Calling themselves “a pair of harmonious doves” and “yin and yang”, UK plc’s two top-drawer sales representatives have had a spiffing week in China. Headlines at home on the trip by George Osborne, chancellor of the exchequer, and Boris Johnson, mayor of London, told of one step after another to boost Chinese investment into Britain, make the capital a prime centre for renminbi trading, open the way for more activity by Chinese banks and forge links in the brave new world of digital technology.
Though the two men may vie one day for the leadership of the Tory party, they were at one in courting the leaders of the world’s last major state ruled by a Communist party. So no mention of politics and keep quiet on human rights. After all, when Prime Minister David Cameron and Nick Clegg, his Liberal Democrat deputy, met the Dalai Lama last year it landed London in Beijing’s doghouse for 18 months. This week was all business.

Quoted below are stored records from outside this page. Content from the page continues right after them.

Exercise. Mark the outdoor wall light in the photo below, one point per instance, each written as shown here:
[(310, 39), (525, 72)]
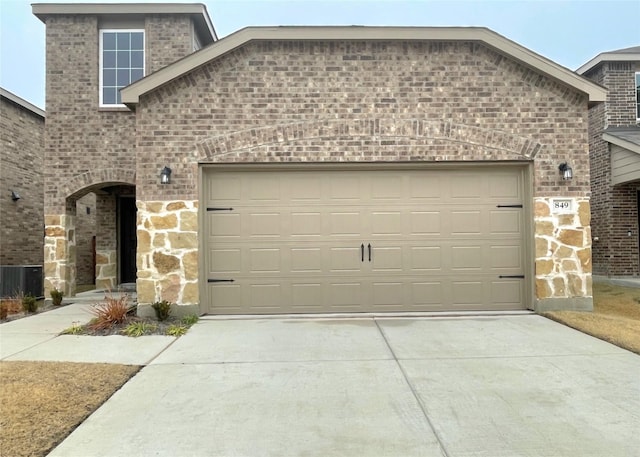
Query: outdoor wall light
[(165, 175), (566, 171)]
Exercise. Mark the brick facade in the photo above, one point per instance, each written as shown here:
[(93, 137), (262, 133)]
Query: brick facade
[(21, 159), (614, 208), (91, 149), (341, 101)]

To believe the spin machine surrounding the trip, Britain has no equal in attracting cash from the world’s second-biggest economy. A Chinese group is to provide the money for the first nuclear station built Britain since 1995. China Investment Corporation, the sovereign wealth fund, has 8.7 per cent of Thames Water. China is invested in Heathrow and is likely to pump in cash if a new airport materialises in the Thames Estuary, not to mention the High Speed 2 rail line, wind farms and a new sewer network for London. The Industrial and Commercial Bank of China is putting £650m into a business district at Manchester airport, which should generate 16,000 jobs over 15 years. The Chinese property developers, Dalian Wanda and Advanced Business Park, have deals to develop London’s South Bank, while Ping An Insurance Group has bought the capital’s Lloyd’s building.